THE X FACTOR
Reviewed by Jose Ruiz

You know how people refer to someone who is no longer in their lives? They say "My EX - this" or "My EX that". Simon Cowell will soon be saying - "My EX show the X Factor"

If X marks the spot the only spot that this show marked is where Fox will have a blank time slot soon. My cat makes a more exciting spot in her kitty litter box, although both the show and the cat spot have about the same odor.

How is this different from American Idol or America's Got Talent? The Voice?

There is a vast difference. This is is worse! It's more boring, seems longer, more tedious and the talent is hopelessly MIA. OK, so the first girl 13-year-old Rachel Crow  was EXCELLENT.  Then there was 42-year-old Stacy Francis who definitely brought her "A" game.  From then on it was all downhill.  We won't even mention the guy who made Paula walk off the set.  Why talk about insignificant little things?

Absent are the witticisms, the tension between judges, the brightness of the contestant. In AI it was always fun to see the new contestants sing a capella in their first audition, because that's where the real personality often came out.  Not here. The canned music seems to detract, not add. Gone is the fabled "Golden Ticket to Hollywood", gone are the pre and post blurbs from the contestants - heck, we even miss Ryan Seacrest, although not sure why. Steve Jones does a marginal job in that role.

If money changes people it has sure changed Simon who is but a mere shadow of how he began in AI years ago.

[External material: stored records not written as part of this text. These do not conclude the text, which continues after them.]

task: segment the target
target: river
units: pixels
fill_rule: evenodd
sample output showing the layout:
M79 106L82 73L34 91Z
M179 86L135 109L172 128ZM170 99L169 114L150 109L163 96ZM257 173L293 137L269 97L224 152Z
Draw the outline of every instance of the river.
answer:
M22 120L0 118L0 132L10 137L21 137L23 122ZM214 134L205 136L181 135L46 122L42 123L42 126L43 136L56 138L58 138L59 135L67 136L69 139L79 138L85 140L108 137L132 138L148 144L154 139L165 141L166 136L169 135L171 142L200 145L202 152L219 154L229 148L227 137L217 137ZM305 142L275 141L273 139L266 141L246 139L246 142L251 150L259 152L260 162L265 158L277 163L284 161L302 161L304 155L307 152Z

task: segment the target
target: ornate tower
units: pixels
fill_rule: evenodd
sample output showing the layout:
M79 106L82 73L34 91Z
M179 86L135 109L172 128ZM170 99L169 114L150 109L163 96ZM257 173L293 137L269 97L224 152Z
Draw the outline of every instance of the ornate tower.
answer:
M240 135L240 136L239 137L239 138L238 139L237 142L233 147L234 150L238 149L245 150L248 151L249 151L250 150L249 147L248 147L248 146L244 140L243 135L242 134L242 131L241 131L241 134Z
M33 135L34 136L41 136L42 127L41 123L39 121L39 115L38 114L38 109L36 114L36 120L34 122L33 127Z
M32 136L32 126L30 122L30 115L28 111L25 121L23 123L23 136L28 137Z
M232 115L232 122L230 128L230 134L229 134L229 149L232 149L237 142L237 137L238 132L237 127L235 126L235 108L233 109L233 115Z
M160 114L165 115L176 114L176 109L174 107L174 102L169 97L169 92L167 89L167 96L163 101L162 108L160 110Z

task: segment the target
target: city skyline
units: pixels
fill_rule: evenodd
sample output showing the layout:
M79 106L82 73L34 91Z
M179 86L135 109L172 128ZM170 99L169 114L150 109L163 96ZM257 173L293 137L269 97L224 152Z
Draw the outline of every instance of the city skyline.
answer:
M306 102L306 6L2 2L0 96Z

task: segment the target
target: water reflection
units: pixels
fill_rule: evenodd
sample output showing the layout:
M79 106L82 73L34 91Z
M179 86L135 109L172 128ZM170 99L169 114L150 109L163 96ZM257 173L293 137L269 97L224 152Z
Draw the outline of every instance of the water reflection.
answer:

The uber zillionaire's new sandbox is just no fun, and the kids he invited to play with him all lack the "X Factor" that makes people stand up and listen. Even Perky Paula has lost a lot of her charm, so what's left is a cheap imitation of what used to be a good show.  The other judges seem to follow each other's lead at times, a clear case of the bland leading the bland. What's with switching Cheryl Cole for Pussycat Dolls veteran Nicole Scherzinger in the middle of the show?  And who is A. J. Reid anyway?

TV has a voracious appetite and voraciously we answer it. But the X Factor just doesn't fill the hunger for the need to be dazzled, amazed or stupefied. In the new season of TV where extraordinary is the norm, this X just doesn't factor in.